When we talk about function addition, we mean adding together the outputs of two functions for the same input. For this exercise, we are given two functions, \(f(x) = x^2 - 5\) and \(g(x) = 12x - 3\). The expression \((f+g)(x)\) denotes the sum of these functions.
To find this, simply add the functions term by term:

• Add the \(x^2\) term from \(f(x)\) to the \(12x\) term from \(g(x)\). Since they are not the same type of terms, they stay as they are.
• Combine the constant terms. In this case, \(-5\) from \(f(x)\) and \(-3\) from \(g(x)\) add up to \(-8\).

Putting it all together, we have:\[ (f+g)(x) = x^2 + 12x - 8 \]This new function combines all effects of \(f\) and \(g\) where each input is concerned, making addition of functions a straightforward technique.

Function subtraction, while similar to addition, requires us to subtract one function's output from another's. The expression \((f-g)(x)\) indicates the difference between two functions for the same input value. We are working with the functions \(f(x) = x^2 - 5\) and \(g(x) = 12x - 3\).
To find \((f-g)(x)\), subtract the terms of \(g(x)\) from \(f(x)\):

• Retain the \(x^2\) from \(f(x)\) as there is no corresponding \(x^2\) term in \(g(x)\).
• Subtract the \(12x\) term of \(g(x)\) from the zero \(x\) term in \(f(x)\), leaving \(-12x\).
• Subtract the constants, which is \(-5 - (-3)\), simplifying to \(-2\).

Combine these results:\[ (f-g)(x) = x^2 - 12x - 2 \]Function subtraction is useful for understanding how much one function diverges from another over all inputs.

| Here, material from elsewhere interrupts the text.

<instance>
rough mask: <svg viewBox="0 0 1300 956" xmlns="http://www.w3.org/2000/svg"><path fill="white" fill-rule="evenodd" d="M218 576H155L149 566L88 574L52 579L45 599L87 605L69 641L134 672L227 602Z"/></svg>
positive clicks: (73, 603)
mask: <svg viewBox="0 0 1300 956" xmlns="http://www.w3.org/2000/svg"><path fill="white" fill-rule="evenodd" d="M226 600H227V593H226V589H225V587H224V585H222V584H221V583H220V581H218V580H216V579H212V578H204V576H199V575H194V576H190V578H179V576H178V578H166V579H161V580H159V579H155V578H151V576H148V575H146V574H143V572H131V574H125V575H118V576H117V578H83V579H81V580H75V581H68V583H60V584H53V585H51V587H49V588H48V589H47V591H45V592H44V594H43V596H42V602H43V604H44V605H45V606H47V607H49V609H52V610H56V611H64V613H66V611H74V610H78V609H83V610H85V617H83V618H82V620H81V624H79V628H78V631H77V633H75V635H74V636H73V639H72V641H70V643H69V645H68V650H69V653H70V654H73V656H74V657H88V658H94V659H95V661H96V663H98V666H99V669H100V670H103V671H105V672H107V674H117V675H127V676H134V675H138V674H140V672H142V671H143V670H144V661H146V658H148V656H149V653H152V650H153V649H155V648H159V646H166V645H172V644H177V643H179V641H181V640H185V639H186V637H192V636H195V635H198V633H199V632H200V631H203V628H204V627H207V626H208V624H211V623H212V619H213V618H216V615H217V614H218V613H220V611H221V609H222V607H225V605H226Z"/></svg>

When determining the domain of combined functions like \((f+g)(x)\) or \((f-g)(x)\), understanding domain restrictions is essential. The domain of a function is all the potential input values (x-values) that give a valid output (y-value).
For polynomial functions like \(f(x) = x^2 - 5\) and \(g(x) = 12x - 3\), they are defined for all real numbers because neither function has radicals, denominators that could result in division by zero, nor other restrictions.
Thus, the domain of \((f+g)(x)\) and \((f-g)(x)\) is also all real numbers. In simpler terms, you can plug any real number into these functions without worry of it being undefined or causing breaks in continuity. Recognizing unrestricted domains in polynomials is key when dealing with addition and subtraction of such functions.